• tf2.0 实现transformer小改


    import sys
    
    # import keras
    import numpy as np
    import tensorflow as tf
    import matplotlib.pyplot as plt
    from tensorflow.keras import layers
    import os
    import matplotlib.pyplot as plt
    
    
    #   设置相关底层配置
    physical_devices = tf.config.experimental.list_physical_devices('GPU')
    assert len(physical_devices) > 0, "Not enough GPU hardware devices available"
    tf.config.experimental.set_memory_growth(physical_devices[0], True)
    
    def my_padding(x,size):
        result = np.array([])
        bat_size = x.shape[0]
        for i in range(bat_size):
            zero_mat = np.zeros((size - x.shape[1],x.shape[2]))
            start_mat = np.ones((1,x.shape[2])) * 0.3
            end_mat = np.ones((1,x.shape[2])) * 0.3
            each_x = x[i]
    
            each_x = np.vstack([start_mat,each_x])
            pad_x = np.vstack([each_x,zero_mat])
            pad_x = np.vstack([pad_x,end_mat])
            pad_x = pad_x.reshape(1, size+2, x.shape[2])
            if result.shape[0] == 0:
                result = pad_x
            else:
                result = np.vstack([result,pad_x])
    
        return result
    # test_x = np.array([
    #     [[111, 112, 113],
    #      [121, 122, 123],
    #      ],
    #     [[211, 212, 213],
    #      [221, 222, 223],
    #      ],
    #     [[311, 312, 313],
    #      [321, 322, 323],
    #      ],
    # ])
    # a = my_padding(test_x,6)
    # print(a.shape)
    # print(a)
    # sys.exit(2)
    
    def get_angles(pos, i, d_model):
        # 这里的i等价与上面公式中的2i和2i+1
        angle_rates = 1 / np.power(10000, (2*(i // 2))/ np.float32(d_model))

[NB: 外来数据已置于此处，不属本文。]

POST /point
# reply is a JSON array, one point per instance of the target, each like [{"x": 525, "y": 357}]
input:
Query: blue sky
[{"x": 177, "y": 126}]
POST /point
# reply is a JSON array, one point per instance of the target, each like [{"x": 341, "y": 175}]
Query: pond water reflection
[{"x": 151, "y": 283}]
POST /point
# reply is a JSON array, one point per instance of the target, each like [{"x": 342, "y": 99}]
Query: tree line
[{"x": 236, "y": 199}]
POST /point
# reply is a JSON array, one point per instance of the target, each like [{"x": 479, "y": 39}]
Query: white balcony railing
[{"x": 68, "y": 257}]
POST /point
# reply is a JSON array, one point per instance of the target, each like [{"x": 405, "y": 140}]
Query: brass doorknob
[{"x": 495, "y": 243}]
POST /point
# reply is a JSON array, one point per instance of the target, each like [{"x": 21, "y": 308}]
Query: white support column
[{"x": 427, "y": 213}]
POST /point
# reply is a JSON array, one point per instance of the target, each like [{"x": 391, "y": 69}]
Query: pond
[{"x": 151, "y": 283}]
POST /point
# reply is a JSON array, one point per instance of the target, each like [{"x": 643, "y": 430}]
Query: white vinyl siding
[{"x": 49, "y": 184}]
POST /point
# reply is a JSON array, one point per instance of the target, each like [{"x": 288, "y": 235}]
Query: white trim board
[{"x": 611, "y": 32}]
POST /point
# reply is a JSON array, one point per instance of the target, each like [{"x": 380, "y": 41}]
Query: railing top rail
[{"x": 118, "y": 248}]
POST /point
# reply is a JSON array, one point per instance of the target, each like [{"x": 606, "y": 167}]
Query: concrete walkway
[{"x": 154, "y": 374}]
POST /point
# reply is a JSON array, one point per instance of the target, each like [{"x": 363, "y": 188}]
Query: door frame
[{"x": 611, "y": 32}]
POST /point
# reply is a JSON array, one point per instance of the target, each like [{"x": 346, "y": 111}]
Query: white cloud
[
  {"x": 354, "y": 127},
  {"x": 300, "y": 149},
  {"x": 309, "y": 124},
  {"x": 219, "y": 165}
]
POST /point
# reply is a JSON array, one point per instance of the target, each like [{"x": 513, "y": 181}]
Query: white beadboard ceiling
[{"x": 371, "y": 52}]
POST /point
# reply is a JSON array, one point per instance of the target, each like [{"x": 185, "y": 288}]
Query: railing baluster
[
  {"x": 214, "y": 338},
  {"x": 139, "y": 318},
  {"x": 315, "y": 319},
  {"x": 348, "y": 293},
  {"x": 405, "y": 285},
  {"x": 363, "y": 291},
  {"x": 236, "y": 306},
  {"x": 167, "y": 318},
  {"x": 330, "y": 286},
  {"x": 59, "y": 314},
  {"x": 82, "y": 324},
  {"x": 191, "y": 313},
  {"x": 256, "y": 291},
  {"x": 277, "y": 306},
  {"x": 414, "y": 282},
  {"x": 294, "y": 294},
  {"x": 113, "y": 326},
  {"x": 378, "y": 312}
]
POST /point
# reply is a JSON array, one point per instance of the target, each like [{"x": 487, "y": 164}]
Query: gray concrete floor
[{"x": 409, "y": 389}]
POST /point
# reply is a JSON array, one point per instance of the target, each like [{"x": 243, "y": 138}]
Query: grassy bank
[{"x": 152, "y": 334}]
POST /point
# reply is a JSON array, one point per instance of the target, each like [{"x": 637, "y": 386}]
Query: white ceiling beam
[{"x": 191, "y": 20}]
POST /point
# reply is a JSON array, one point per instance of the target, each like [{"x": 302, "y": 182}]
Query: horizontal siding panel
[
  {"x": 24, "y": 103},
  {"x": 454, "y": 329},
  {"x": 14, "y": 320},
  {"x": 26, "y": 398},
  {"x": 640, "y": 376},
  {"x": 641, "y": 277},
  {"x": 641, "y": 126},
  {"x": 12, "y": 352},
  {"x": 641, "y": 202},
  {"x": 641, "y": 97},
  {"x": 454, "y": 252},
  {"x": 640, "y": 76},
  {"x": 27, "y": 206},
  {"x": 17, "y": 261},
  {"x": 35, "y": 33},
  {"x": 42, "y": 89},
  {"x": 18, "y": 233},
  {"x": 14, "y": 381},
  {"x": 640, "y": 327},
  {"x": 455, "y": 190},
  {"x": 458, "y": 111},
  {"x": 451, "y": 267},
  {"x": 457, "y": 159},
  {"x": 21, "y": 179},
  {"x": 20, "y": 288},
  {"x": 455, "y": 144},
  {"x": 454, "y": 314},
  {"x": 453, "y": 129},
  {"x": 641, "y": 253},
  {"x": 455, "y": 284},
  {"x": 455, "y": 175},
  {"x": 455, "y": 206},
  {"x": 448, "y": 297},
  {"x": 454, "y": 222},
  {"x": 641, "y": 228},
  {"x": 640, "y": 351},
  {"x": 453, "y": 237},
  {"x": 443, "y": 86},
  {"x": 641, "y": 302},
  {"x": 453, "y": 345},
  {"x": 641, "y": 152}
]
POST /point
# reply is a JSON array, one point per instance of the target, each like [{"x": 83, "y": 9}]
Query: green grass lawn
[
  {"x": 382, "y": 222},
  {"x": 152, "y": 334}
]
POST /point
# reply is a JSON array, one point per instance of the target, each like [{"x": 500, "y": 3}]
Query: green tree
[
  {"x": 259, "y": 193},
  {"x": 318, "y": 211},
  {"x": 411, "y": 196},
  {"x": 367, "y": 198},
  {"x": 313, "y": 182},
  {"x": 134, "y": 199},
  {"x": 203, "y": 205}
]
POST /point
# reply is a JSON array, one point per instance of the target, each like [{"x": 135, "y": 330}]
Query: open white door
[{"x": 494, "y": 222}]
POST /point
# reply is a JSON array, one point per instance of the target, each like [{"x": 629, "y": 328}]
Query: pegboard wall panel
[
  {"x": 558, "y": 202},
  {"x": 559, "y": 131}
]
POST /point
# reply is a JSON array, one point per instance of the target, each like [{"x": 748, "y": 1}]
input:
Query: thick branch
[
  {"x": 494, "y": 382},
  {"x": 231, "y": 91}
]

        return pos * angle_rates
    
    def positional_encoding(position, d_model):
        # print('position:',position)
    
        angle_rads = get_angles(np.arange(position)[:, np.newaxis],
                                np.arange(d_model)[np.newaxis, :],
                                d_model)
        # 第2i项使用sin
        sines = np.sin(angle_rads[:, 0::2])
        # 第2i+1项使用cos
        cones = np.cos(angle_rads[:, 1::2])
        pos_encoding = np.concatenate([sines, cones], axis=-1)

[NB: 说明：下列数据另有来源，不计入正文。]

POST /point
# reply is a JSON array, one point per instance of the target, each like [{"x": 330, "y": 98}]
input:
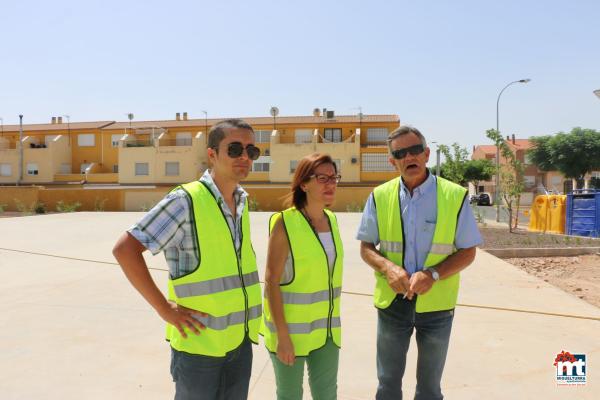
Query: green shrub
[{"x": 253, "y": 204}]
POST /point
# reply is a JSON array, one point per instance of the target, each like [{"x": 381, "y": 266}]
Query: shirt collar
[
  {"x": 239, "y": 192},
  {"x": 423, "y": 188}
]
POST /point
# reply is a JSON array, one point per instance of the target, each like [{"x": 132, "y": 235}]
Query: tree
[
  {"x": 511, "y": 174},
  {"x": 453, "y": 168},
  {"x": 573, "y": 154}
]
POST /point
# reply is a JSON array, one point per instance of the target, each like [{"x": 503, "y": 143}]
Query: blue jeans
[
  {"x": 395, "y": 326},
  {"x": 200, "y": 377}
]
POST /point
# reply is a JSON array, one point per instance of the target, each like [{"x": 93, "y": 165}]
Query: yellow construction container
[
  {"x": 557, "y": 213},
  {"x": 539, "y": 214}
]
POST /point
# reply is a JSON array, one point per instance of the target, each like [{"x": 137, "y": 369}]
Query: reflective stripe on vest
[
  {"x": 221, "y": 323},
  {"x": 311, "y": 301},
  {"x": 450, "y": 197},
  {"x": 303, "y": 328},
  {"x": 215, "y": 285},
  {"x": 224, "y": 285}
]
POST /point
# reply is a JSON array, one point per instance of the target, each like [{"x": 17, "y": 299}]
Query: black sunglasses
[
  {"x": 235, "y": 150},
  {"x": 413, "y": 150}
]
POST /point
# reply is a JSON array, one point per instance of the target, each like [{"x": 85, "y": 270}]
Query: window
[
  {"x": 338, "y": 165},
  {"x": 304, "y": 135},
  {"x": 376, "y": 162},
  {"x": 114, "y": 140},
  {"x": 32, "y": 169},
  {"x": 141, "y": 169},
  {"x": 262, "y": 136},
  {"x": 65, "y": 168},
  {"x": 377, "y": 135},
  {"x": 86, "y": 140},
  {"x": 183, "y": 139},
  {"x": 5, "y": 169},
  {"x": 48, "y": 139},
  {"x": 529, "y": 180},
  {"x": 262, "y": 164},
  {"x": 171, "y": 168},
  {"x": 333, "y": 135}
]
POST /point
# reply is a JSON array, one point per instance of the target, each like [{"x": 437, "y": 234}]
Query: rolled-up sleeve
[
  {"x": 368, "y": 231},
  {"x": 160, "y": 229},
  {"x": 467, "y": 232}
]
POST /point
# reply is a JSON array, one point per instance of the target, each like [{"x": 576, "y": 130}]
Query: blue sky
[{"x": 439, "y": 65}]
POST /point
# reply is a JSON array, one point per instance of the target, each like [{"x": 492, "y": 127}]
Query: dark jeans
[
  {"x": 200, "y": 377},
  {"x": 395, "y": 326}
]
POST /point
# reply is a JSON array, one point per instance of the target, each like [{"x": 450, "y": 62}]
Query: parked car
[{"x": 484, "y": 199}]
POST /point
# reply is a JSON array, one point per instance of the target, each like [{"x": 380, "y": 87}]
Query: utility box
[{"x": 583, "y": 213}]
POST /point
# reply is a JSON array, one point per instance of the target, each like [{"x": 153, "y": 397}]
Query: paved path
[{"x": 73, "y": 328}]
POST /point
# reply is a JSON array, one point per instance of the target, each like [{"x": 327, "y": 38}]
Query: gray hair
[
  {"x": 217, "y": 132},
  {"x": 405, "y": 130}
]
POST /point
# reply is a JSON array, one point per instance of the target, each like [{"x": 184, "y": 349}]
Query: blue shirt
[{"x": 419, "y": 216}]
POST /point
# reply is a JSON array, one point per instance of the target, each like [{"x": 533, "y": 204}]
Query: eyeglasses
[
  {"x": 412, "y": 150},
  {"x": 322, "y": 178},
  {"x": 235, "y": 150}
]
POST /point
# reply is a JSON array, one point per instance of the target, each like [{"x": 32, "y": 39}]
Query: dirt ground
[{"x": 579, "y": 275}]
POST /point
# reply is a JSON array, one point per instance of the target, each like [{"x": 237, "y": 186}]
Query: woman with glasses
[{"x": 301, "y": 320}]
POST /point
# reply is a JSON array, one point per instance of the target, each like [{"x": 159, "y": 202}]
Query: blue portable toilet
[{"x": 583, "y": 213}]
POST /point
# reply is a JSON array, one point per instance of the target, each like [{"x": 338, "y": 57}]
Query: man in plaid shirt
[{"x": 171, "y": 227}]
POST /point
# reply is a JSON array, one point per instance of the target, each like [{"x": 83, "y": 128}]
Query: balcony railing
[
  {"x": 139, "y": 143},
  {"x": 175, "y": 142}
]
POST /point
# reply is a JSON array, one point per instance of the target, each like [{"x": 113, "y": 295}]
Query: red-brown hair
[{"x": 306, "y": 167}]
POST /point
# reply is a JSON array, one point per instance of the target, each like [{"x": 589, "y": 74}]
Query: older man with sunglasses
[
  {"x": 417, "y": 232},
  {"x": 213, "y": 307}
]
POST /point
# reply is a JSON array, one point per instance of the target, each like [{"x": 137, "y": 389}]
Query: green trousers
[{"x": 322, "y": 374}]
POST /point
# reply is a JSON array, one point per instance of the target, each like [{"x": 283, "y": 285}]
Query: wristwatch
[{"x": 434, "y": 274}]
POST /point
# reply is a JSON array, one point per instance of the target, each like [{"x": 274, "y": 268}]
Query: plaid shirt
[{"x": 167, "y": 227}]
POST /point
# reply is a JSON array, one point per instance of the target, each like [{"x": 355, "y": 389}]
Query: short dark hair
[
  {"x": 306, "y": 167},
  {"x": 217, "y": 132},
  {"x": 405, "y": 130}
]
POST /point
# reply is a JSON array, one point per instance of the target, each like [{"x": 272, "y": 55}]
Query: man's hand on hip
[
  {"x": 420, "y": 283},
  {"x": 397, "y": 278},
  {"x": 181, "y": 317}
]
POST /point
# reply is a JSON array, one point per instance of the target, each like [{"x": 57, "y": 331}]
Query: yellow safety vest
[
  {"x": 311, "y": 300},
  {"x": 450, "y": 197},
  {"x": 224, "y": 286}
]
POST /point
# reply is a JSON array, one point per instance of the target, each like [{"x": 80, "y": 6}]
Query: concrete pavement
[{"x": 74, "y": 328}]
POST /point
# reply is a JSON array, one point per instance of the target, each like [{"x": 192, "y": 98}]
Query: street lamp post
[
  {"x": 205, "y": 122},
  {"x": 68, "y": 117},
  {"x": 497, "y": 196}
]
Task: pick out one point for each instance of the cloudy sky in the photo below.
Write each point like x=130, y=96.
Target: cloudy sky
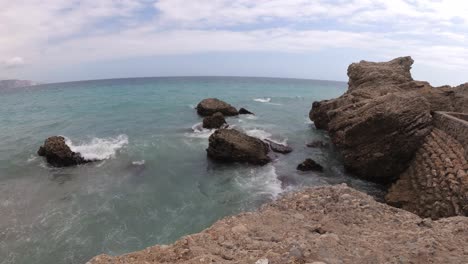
x=64, y=40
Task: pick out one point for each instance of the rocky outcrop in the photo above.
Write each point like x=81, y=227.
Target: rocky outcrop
x=244, y=111
x=309, y=165
x=209, y=106
x=436, y=183
x=383, y=118
x=230, y=145
x=279, y=148
x=58, y=154
x=215, y=121
x=317, y=225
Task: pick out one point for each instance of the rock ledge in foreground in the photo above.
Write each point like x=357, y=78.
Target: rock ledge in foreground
x=316, y=225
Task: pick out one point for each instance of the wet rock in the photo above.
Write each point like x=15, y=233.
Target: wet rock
x=244, y=111
x=215, y=121
x=231, y=145
x=318, y=144
x=279, y=148
x=209, y=106
x=58, y=154
x=309, y=165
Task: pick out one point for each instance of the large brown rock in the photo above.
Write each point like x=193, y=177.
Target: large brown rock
x=230, y=145
x=58, y=154
x=333, y=224
x=381, y=121
x=209, y=106
x=215, y=121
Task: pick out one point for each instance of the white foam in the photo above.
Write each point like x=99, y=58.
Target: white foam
x=138, y=162
x=263, y=100
x=99, y=148
x=261, y=180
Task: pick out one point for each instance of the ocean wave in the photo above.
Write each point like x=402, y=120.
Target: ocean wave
x=99, y=148
x=263, y=100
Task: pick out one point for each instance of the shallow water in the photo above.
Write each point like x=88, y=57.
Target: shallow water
x=155, y=183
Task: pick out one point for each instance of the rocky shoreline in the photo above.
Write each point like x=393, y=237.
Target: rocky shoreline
x=390, y=129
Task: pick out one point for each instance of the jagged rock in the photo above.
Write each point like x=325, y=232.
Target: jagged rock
x=244, y=111
x=209, y=106
x=309, y=165
x=380, y=122
x=230, y=145
x=215, y=121
x=279, y=148
x=58, y=154
x=324, y=223
x=318, y=144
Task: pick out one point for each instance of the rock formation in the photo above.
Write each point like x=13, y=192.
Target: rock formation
x=279, y=148
x=317, y=225
x=58, y=154
x=309, y=165
x=244, y=111
x=383, y=118
x=230, y=145
x=209, y=106
x=215, y=121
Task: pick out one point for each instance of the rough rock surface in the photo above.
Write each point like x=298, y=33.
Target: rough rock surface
x=58, y=154
x=209, y=106
x=381, y=121
x=215, y=121
x=317, y=225
x=436, y=183
x=279, y=148
x=244, y=111
x=231, y=145
x=309, y=165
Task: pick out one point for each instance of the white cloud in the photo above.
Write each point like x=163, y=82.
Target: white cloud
x=14, y=62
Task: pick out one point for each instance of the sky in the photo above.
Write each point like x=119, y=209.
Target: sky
x=66, y=40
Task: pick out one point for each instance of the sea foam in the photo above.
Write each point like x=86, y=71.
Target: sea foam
x=99, y=148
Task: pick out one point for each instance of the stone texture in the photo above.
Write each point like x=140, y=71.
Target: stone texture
x=436, y=183
x=279, y=148
x=231, y=145
x=209, y=106
x=58, y=154
x=317, y=225
x=309, y=165
x=215, y=121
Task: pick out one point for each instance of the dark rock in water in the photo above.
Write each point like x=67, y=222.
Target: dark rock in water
x=318, y=144
x=244, y=111
x=58, y=154
x=279, y=148
x=309, y=165
x=230, y=145
x=215, y=121
x=208, y=107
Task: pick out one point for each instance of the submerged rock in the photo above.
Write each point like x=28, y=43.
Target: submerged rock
x=215, y=121
x=244, y=111
x=323, y=223
x=58, y=154
x=318, y=144
x=309, y=165
x=279, y=148
x=209, y=106
x=230, y=145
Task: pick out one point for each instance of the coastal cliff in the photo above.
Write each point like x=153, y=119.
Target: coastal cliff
x=316, y=225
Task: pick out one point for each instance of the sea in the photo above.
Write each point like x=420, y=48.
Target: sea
x=153, y=183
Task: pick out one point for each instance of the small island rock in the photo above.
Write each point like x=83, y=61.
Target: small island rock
x=230, y=145
x=58, y=154
x=209, y=106
x=215, y=121
x=309, y=165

        pos_encoding = pos_encoding[np.newaxis, ...]
    
        return tf.cast(pos_encoding, dtype=tf.float32)
    # pos_encoding = positional_encoding(50, 512)
    
    # def create_padding_mark(seq):
    #     # 获取为0的padding项
    #     # print('seq:', seq)
    #     seq = tf.cast(tf.math.equal(seq, 0), tf.float32)
    #     # 扩充维度以便用于attention矩阵
    #     return seq[:, np.newaxis, np.newaxis, :]  # (batch_size,1,1,seq_len)

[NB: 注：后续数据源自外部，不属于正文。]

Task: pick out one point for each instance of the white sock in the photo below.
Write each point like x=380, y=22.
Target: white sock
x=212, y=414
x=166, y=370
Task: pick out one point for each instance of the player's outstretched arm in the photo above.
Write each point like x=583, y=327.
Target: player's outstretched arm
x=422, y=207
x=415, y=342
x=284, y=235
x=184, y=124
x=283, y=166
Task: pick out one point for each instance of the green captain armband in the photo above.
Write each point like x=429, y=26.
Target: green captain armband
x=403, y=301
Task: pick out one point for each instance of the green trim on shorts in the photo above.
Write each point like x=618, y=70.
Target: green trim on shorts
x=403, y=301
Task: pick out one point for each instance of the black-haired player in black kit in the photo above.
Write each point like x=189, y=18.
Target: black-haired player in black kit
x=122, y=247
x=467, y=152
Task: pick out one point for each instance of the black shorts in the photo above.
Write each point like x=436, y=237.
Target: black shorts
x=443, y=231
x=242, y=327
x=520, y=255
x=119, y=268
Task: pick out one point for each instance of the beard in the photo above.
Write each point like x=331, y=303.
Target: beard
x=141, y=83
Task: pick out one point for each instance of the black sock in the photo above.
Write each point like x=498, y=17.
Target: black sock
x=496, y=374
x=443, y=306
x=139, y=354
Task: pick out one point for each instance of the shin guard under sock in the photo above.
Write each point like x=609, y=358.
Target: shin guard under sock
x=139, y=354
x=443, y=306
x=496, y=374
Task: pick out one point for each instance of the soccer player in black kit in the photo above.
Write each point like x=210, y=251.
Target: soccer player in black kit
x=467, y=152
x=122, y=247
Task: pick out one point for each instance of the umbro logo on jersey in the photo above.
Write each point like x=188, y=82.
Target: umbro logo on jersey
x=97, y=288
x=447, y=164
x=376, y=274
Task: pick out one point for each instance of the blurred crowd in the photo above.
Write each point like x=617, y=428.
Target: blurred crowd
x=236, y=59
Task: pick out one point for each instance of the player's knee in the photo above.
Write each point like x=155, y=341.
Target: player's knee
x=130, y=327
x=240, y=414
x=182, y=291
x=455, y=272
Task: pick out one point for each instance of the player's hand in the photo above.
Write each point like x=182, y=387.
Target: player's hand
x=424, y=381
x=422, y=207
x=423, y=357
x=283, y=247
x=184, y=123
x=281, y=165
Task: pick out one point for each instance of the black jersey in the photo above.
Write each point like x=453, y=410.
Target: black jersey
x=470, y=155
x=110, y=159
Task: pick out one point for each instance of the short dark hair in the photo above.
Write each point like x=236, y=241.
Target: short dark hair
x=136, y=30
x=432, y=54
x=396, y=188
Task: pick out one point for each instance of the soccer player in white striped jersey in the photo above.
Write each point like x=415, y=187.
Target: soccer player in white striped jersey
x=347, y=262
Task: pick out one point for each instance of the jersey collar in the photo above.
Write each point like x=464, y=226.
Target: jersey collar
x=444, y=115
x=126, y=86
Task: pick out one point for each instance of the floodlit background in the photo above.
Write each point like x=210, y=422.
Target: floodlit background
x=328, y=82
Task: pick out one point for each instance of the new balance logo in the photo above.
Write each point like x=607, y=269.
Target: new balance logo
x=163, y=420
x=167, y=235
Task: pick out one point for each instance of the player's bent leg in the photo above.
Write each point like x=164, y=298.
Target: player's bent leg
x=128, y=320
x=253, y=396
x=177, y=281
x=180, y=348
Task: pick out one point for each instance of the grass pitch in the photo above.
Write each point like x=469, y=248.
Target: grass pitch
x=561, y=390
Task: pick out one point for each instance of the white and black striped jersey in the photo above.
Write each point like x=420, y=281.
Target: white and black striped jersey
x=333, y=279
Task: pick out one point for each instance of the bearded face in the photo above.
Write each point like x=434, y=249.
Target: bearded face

    #     # print('seq_mask:',seq)
    #     return seq  # (batch_size,seq_len)
    def create_padding_mark(targets):
        # 获取为0的padding项
        # print('targets:',targets.shape)
        zero_mask = np.max(targets,axis=-1)
        zero_mask = tf.cast(tf.math.equal(zero_mask, 0), tf.float32)
        zero_mask = tf.reshape(zero_mask,(-1,1))
        one_mat = np.ones((targets.shape[0],targets.shape[0]))
        # print('zero_mask:',zero_mask.shape,zero_mask)
        result_mask1 = np.multiply(one_mat,zero_mask)
        result_mask2 = np.multiply(one_mat, tf.transpose(zero_mask))
        result_mask = tf.maximum(result_mask1,result_mask2)
        # print('result_mask:', result_mask.shape, result_mask)
        # sys.exit(2)
        return result_mask  # (batch_size,seq_len)
    # mark 测试
    # create_padding_mark([[1,2,0,0,3],[3,4,5,0,0],[0,0,0,0,0]])
    # sys.exit(2)
    def create_look_ahead_mark(size):
        # print('size:',size)
        # 1 - 对角线和取下三角的全部对角线(-1->全部)
        # 这样就可以构造出每个时刻未预测token的掩码
        mark = 1 - tf.linalg.band_part(tf.ones((size, size)), -1, 0)        #   (a, numLower, numUpper)
        # print('mark.shapeL:',mark.shape)
        # sys.exit(2)
        # mark = np.reshape(mark,())
        mark = tf.cast(mark,tf.float32)
        return mark  # (seq_len, seq_len)
    # temp = create_look_ahead_mark(3)
    # print(temp)
    # sys.exit(2)
    # 构建掩码
    def create_mask(targets):
    
        # loss_mark = np.max(targets,axis=-1)
        # loss_mark = tf.cast(tf.math.equal(loss_mark, 0), tf.float32)
        # loss_mark = tf.reshape(loss_mark,(-1,1))
        # # print('loss_mark:',loss_mark,loss_mark.shape)
        # decode_targets_padding_mask = create_padding_mark(targets)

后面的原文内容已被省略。